LBFA Presents: Rejected Batman Action Figures [Original Art]
Over the years, there have been hundreds upon hundreds of Batman action figures, and as any look through an old Kenner catalog will show, most of them are completely insane. From cosplaying as a viking to flying around on a jetpack that shoots a giant spring-loaded batarang to my personal favorite, the Knight Force Ninjas Power Kick version, it's gotten to the point where it's hard to imagine a limit to how the Caped Crusader can be imagined in plastic
But fortunately, we here at ComicsAlliance are dedicated to our task of imagining amazing things that don't actually exist, which is why we've turned to our pals at Let's Be Friends Again to provide us with what might be the only designs for Batman action figures that actually got rejected!
Hey Kids! You've thrilled to Batman's adventures in crime-fighting, and now you can re-enact what he does after those long days are over, when he hits the clubs for a Girls' Night Out with his best friends! And for the record, Batman is totally a Charlotte. (Cattywoman sold separately.)

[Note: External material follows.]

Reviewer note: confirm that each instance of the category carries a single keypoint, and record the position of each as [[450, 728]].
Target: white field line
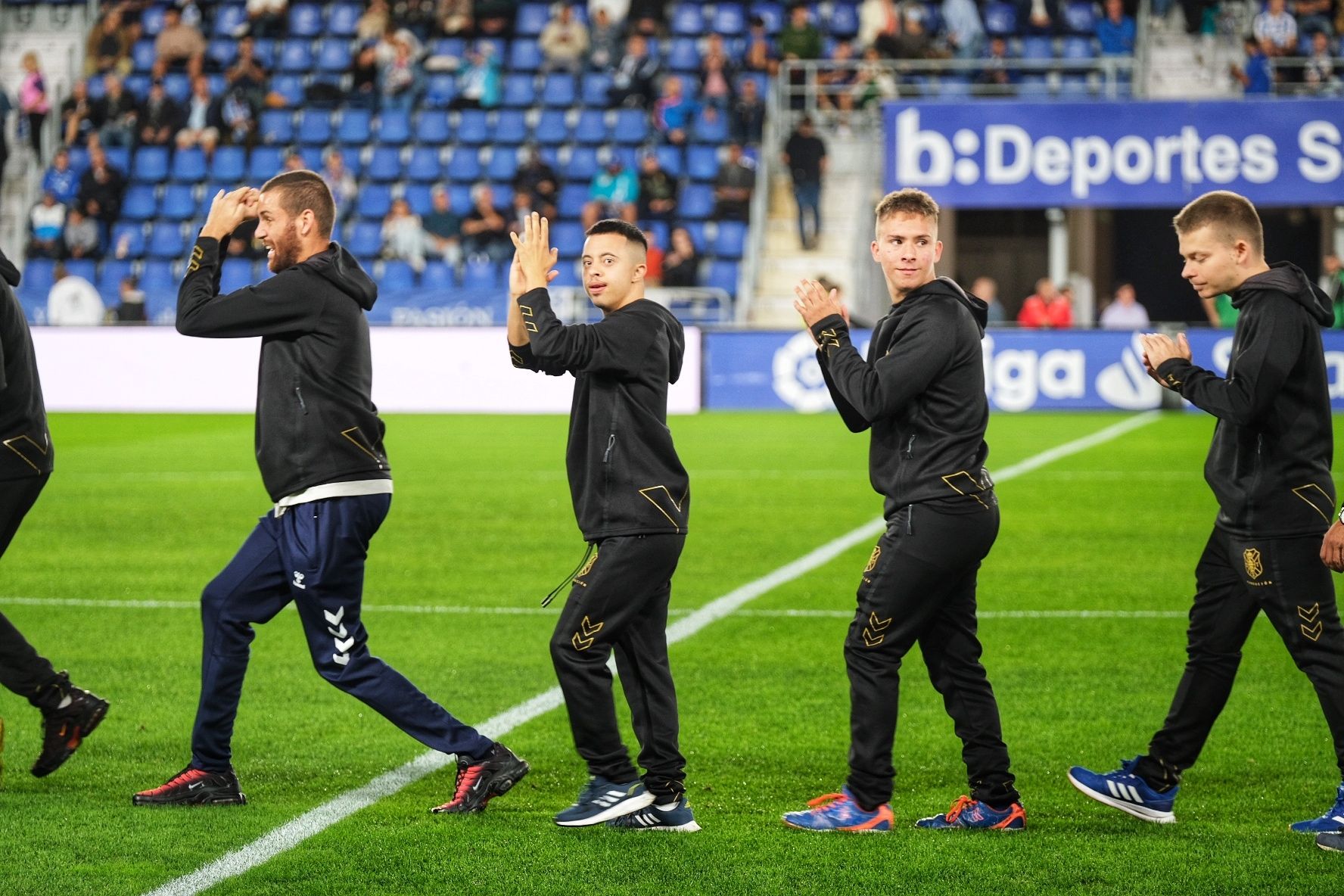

Hey Kids! The battle against evil knows no boundaries, and neither does Batman's dedication! Help him stop crime before it starts -- in the nursery! (Embryonic Robin sold separately)
Hey Kids! A man can only spend so many nights writing about Batman before his mind snaps and leads to a deadly delusion! Will this self-professed "Batmanologist" become the Dark Knight's greatest ally -- or his most fearsome foe? (Eye-Rolling Laura Hudson sold separately.)
Hello Childrens! This Superman action toy will be hour of fun as he travels to the Crime Town with his Pikachu, Alfred the Robin! Dedication to eliminating crime across planet Cybertron is his #1 mission! YO JOE!